Targeted Learning in Data Science: Causal Inference for Complex Longitudinal Studies (2018)

Mark J. van der Laan and Sherri Rose

Targeted learning methods are critical tools within data science for answering complex statistical questions, including estimands in networks and longitudinal data with time-dependent confounding. We present a scientific roadmap to translate real-world data science applications into formal statistical estimation problems. This is accomplished using the general template of targeted maximum likelihood estimators to construct algorithms that incorporate the state-of-the-art in machine learning for estimation, while still providing valid inference. Standard tools are not currently equipped for these challenges. We include demonstrations with software packages and real data sets, as well as new methodological advances since the publication of the first targeted learning book.

Springer Book Page

Targeted Learning: Causal Inference for Observational and Experimental Data (2011)
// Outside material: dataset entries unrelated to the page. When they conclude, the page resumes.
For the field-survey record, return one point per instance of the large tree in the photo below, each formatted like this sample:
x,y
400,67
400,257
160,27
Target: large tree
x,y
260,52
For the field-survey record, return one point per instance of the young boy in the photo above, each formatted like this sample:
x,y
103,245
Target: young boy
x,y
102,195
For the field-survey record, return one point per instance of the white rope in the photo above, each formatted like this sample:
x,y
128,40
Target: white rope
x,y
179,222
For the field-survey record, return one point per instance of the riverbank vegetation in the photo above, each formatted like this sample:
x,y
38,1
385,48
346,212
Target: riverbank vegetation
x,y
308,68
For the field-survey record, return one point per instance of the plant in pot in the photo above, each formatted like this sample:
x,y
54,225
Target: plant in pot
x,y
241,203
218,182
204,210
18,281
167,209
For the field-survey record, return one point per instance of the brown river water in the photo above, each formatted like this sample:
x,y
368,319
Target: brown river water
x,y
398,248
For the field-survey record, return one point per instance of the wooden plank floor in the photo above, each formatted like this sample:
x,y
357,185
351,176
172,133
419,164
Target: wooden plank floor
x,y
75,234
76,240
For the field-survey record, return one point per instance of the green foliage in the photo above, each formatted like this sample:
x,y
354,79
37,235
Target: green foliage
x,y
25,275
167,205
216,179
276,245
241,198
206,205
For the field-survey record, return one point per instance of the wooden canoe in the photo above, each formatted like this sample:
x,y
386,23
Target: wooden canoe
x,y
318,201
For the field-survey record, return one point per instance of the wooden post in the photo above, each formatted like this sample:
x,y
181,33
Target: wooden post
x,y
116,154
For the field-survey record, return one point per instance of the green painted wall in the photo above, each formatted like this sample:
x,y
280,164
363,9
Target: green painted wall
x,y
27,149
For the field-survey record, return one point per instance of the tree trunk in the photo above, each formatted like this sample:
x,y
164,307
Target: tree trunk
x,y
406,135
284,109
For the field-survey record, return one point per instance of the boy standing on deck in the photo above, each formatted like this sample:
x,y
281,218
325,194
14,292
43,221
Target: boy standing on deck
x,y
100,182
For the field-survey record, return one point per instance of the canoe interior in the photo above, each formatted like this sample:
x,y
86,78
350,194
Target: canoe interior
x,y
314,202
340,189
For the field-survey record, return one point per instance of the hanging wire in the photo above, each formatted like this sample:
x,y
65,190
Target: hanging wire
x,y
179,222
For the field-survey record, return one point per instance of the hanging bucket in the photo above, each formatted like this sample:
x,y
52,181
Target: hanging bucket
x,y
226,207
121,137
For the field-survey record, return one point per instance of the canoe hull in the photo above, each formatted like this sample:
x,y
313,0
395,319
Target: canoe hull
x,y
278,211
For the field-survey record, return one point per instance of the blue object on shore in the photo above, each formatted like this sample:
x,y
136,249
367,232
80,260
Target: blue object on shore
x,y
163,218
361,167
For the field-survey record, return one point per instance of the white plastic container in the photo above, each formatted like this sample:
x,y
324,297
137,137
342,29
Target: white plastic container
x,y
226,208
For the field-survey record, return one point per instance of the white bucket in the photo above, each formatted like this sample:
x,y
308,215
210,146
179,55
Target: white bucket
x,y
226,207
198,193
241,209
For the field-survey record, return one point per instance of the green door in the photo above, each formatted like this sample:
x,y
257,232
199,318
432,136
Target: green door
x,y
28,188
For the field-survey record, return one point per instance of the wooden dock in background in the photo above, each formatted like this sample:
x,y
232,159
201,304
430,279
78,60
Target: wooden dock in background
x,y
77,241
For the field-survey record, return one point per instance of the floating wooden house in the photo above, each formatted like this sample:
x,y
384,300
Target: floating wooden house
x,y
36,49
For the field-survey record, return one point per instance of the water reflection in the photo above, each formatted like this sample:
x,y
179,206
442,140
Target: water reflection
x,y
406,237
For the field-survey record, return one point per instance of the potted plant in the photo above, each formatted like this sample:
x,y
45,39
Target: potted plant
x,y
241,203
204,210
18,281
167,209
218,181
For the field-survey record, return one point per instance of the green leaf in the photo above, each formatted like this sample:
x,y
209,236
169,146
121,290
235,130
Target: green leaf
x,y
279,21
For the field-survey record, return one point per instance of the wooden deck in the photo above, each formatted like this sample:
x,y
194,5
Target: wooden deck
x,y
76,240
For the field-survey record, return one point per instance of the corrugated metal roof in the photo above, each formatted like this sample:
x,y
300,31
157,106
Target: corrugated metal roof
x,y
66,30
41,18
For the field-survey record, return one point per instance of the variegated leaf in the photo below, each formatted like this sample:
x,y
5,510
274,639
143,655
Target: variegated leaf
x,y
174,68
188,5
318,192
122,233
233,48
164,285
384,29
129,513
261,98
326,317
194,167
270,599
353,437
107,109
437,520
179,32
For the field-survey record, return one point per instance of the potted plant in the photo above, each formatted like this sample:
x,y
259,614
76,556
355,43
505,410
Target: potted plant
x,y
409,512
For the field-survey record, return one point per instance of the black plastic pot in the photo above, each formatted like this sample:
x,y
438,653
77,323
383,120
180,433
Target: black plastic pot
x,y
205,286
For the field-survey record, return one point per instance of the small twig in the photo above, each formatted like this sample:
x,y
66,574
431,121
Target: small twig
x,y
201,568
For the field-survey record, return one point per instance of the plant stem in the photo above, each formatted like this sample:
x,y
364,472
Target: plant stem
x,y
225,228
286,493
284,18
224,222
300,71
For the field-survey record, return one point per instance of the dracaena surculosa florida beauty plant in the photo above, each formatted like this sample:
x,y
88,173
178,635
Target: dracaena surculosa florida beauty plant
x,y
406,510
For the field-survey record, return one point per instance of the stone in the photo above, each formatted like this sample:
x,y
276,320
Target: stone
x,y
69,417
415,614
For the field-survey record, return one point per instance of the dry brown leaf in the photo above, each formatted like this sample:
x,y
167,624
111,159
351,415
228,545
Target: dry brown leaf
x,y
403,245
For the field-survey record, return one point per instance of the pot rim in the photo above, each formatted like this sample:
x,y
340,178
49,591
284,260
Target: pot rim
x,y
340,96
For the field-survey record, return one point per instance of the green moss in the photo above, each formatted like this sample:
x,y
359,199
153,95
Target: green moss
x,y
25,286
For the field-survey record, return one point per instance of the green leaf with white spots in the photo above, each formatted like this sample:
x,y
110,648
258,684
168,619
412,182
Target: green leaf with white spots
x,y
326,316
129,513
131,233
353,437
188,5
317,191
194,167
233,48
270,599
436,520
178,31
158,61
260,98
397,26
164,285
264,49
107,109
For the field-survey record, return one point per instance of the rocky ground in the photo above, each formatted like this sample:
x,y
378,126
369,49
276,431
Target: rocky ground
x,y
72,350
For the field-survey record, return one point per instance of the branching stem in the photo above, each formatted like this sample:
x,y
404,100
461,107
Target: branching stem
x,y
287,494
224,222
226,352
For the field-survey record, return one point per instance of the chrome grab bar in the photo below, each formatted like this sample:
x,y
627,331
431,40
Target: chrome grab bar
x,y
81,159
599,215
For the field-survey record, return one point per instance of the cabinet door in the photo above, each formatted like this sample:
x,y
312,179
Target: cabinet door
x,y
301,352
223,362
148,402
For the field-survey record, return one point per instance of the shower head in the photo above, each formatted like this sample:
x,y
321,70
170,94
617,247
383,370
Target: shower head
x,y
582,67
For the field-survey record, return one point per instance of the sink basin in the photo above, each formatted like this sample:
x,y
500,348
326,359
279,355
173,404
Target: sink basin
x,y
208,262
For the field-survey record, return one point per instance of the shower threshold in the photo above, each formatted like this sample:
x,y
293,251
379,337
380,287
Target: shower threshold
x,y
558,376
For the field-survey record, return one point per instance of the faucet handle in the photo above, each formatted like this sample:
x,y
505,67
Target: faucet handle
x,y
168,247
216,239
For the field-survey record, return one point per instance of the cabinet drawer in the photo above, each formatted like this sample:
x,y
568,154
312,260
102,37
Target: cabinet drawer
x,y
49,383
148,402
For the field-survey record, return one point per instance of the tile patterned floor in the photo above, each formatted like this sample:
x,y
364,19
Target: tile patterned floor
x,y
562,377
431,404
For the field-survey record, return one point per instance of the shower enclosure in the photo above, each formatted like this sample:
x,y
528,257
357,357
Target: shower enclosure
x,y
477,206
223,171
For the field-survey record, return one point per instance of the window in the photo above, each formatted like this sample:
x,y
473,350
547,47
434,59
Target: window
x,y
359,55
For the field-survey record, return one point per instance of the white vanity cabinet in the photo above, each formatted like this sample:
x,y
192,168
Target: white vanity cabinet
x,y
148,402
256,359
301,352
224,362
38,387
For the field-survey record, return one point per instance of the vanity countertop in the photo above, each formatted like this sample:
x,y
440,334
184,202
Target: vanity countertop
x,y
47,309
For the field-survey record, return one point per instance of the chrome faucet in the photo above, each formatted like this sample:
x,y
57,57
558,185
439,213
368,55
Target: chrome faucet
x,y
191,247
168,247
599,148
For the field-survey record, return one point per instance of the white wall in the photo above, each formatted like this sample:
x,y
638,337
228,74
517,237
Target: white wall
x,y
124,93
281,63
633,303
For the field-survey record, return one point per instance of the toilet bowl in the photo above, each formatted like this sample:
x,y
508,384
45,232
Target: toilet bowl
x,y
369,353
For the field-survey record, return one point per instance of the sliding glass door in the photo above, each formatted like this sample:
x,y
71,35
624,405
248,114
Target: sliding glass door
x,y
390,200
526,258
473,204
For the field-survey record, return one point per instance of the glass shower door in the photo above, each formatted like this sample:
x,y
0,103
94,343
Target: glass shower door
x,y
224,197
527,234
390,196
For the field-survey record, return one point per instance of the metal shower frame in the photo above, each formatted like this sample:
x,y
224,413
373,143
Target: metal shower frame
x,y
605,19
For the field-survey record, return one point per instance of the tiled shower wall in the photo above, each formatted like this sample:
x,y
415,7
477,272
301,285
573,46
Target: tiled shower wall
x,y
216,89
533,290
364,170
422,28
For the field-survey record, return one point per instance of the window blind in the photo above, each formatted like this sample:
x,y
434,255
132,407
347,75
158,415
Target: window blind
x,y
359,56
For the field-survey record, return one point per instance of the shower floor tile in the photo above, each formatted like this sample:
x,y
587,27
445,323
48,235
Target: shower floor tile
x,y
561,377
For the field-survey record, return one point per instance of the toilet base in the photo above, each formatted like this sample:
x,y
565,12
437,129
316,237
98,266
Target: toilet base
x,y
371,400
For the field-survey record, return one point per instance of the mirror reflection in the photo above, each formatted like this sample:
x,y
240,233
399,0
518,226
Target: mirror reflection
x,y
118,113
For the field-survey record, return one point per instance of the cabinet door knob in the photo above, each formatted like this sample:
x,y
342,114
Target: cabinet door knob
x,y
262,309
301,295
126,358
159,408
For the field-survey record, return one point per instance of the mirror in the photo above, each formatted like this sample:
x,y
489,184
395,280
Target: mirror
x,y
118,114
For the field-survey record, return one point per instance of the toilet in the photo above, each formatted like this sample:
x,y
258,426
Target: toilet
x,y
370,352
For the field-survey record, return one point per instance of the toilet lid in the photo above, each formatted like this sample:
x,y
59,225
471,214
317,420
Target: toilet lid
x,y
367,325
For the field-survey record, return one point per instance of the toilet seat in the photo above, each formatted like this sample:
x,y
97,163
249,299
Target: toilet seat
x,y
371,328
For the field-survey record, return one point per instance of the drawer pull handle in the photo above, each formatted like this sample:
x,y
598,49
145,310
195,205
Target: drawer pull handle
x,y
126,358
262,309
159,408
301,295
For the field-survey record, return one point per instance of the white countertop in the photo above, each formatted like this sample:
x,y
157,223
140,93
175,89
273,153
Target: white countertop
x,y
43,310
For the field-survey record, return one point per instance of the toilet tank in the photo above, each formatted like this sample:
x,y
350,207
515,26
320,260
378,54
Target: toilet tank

Mark J. van der Laan and Sherri Rose

The statistics profession is at a unique point in history. The need for valid statistical tools is greater than ever; data sets are massive, often measuring hundreds of thousands of measurements for a single subject. The field is ready to move towards clear objective benchmarks under which tools can be evaluated. Targeted learning allows (1) the full generalization and utilization of cross-validation as an estimator selection tool so that the subjective choices made by humans are now made by the machine, and (2) targeting the fitting of the probability distribution of the data toward the target parameter representing the scientific question of interest.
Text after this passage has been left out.